Explaining and Connecting Kriging with Gaussian Process Regression
Marius Marinescu
TL;DR
This work addresses the common but imprecise claim that Kriging and Gaussian Process Regression are the same by deriving Kriging from first principles and mapping its three main variants to corresponding GPR setups. It provides a unified mathematical treatment, clarifies how Simple, Ordinary, and Universal Kriging relate to known/unknown mean and to GPR with and without mean priors, and discusses how kernel estimation differs between variogram-based Kriging and marginal-likelihood-based GPR. The contributions include a historical introduction, a variant-by-variant comparison, a common framework bridging linear regression and probabilistic prediction, and an analysis of when the two methods yield identical predictions and uncertainties. The findings illuminate the exact conditions under which Kriging and GPR coincide and highlight practical implications for cross-disciplinary application and knowledge transfer in geostatistics and machine learning.
Abstract
Kriging and Gaussian Process Regression are statistical methods that allow predicting the outcome of a random process or a random field by using a sample of correlated observations.

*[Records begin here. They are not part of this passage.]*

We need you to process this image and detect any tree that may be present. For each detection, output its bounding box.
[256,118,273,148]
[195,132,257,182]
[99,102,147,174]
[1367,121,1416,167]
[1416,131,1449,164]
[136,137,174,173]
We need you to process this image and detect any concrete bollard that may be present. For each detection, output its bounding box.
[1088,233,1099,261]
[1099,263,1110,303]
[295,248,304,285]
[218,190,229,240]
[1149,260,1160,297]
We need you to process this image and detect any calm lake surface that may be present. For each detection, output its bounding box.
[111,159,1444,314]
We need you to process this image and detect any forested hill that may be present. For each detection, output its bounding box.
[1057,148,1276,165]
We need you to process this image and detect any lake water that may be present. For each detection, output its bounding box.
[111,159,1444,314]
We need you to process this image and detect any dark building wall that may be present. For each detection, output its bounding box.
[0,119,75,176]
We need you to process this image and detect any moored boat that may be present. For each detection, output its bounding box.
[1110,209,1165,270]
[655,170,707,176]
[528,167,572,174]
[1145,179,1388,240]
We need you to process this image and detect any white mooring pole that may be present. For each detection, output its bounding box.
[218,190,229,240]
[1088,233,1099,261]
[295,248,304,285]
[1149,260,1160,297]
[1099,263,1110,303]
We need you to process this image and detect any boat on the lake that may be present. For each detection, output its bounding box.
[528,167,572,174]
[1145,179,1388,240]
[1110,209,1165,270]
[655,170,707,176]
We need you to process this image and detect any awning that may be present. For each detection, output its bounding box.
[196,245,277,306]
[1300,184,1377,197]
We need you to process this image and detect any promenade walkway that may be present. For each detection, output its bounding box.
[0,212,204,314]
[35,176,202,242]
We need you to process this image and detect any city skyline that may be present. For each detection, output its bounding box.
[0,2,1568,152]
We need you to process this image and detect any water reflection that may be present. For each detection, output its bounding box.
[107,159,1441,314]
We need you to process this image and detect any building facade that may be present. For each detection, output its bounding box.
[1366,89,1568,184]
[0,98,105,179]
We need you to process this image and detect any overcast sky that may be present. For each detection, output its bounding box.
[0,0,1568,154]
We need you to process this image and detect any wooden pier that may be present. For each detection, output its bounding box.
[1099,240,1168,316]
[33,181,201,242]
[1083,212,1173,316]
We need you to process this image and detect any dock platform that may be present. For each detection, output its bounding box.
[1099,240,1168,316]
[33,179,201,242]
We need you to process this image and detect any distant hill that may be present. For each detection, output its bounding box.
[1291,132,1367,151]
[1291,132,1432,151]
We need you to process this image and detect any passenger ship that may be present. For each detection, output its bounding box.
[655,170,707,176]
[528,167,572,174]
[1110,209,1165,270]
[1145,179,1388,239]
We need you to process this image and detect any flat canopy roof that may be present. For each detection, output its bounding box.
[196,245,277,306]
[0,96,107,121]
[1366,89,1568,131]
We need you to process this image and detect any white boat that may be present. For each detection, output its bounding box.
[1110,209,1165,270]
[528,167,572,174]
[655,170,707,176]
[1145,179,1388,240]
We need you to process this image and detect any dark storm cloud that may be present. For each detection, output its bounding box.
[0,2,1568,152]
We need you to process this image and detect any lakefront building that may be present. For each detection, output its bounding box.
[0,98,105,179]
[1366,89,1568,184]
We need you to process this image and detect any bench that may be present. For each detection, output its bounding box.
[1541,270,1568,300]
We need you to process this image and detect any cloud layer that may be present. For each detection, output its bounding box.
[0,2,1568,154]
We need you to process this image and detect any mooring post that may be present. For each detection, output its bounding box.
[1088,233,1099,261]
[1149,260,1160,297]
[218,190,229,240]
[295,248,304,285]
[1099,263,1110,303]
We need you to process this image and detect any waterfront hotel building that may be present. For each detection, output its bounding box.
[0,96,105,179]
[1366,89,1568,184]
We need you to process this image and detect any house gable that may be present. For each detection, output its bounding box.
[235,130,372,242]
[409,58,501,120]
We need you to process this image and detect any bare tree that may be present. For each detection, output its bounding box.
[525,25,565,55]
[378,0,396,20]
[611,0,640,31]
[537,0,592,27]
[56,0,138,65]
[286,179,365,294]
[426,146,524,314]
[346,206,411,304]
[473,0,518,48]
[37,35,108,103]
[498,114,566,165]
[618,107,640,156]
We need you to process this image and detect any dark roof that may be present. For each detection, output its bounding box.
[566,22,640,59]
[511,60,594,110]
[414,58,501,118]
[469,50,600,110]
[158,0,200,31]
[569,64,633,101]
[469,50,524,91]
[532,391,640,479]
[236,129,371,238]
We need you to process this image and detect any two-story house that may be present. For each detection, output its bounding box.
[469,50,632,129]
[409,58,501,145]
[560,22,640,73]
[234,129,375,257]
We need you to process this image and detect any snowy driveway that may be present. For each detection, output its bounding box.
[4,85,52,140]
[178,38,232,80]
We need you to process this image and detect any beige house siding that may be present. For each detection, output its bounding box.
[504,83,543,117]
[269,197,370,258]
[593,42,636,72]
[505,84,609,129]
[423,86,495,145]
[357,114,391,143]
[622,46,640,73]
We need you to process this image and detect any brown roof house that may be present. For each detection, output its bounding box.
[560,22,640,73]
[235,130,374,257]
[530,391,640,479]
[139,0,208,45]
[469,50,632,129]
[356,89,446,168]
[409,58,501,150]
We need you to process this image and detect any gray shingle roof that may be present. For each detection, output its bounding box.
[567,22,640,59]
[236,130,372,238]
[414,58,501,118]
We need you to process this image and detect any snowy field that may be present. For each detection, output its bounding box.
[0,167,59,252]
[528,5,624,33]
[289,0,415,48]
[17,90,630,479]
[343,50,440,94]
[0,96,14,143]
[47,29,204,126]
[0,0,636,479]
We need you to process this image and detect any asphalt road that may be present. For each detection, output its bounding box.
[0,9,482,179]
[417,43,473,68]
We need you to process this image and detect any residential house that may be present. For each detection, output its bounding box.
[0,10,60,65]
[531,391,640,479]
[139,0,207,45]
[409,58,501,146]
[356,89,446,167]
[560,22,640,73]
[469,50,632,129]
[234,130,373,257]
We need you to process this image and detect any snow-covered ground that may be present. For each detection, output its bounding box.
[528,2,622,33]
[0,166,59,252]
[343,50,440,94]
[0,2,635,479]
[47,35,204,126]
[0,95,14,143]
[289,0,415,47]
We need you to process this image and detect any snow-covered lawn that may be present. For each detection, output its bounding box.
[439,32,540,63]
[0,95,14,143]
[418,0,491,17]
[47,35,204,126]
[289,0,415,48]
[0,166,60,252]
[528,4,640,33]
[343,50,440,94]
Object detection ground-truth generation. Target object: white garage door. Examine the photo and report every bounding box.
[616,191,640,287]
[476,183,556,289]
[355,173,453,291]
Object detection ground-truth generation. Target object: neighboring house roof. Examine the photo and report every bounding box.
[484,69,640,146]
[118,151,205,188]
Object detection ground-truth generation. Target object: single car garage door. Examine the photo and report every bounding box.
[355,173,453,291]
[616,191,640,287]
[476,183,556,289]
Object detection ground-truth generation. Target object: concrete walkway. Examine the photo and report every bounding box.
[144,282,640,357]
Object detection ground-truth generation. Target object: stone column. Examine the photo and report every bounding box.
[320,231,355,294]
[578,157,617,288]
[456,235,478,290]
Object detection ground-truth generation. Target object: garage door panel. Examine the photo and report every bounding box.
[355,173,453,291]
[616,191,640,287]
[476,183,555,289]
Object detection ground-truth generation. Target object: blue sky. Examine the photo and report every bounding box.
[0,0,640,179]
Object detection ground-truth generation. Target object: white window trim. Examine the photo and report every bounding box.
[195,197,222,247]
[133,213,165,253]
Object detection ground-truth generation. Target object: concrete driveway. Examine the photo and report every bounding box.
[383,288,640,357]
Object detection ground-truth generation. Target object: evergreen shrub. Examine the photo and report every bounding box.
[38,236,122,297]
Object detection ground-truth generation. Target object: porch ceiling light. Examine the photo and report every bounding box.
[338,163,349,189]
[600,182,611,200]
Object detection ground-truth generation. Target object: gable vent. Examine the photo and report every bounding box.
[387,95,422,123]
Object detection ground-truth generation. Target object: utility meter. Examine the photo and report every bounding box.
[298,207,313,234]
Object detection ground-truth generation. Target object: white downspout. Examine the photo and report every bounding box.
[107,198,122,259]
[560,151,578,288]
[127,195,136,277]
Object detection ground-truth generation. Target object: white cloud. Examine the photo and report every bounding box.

In other words, the random process or random field is partially observed, and by using a sample a prediction is made, pointwise or as a whole, where the latter can be thought as a reconstruction. In addition, the techniques permit to give a measure of uncertainty of the prediction. The methods have different origins. Kriging comes from geostatistics, a field which started to develop around 1950 oriented to mining valuation problems, whereas Gaussian Process Regression has gained popularity in the area of machine learning in the last decade of the previous century. In the literature, the methods are usually presented as being the same technique. However, beyond this affirmation, the techniques have yet not been compared on a thorough mathematical basis and neither explained why and under which conditions this affirmation holds. Furthermore, Kriging has many variants and this affirmation should be precised. In this paper, this gap is filled. It is shown, step by step how both methods are deduced from the first principles -- with a major focus on Kriging, the mathematical connection between them, and which Kriging variant corresponds to which Gaussian Process Regression set up. The three most widely used versions of Kriging are considered: Simple Kriging, Ordinary Kriging and Universal Kriging. It is found, that despite their closeness, the techniques are different in their approach and assumptions, in a similar way the Least Square method, the Best Linear Unbiased Estimator method and the Likelihood method in regression do. I hope this work deepen the understanding of the relation between Kriging and Gaussian Process Regression, and serves as a cohesive introductory resource for researchers.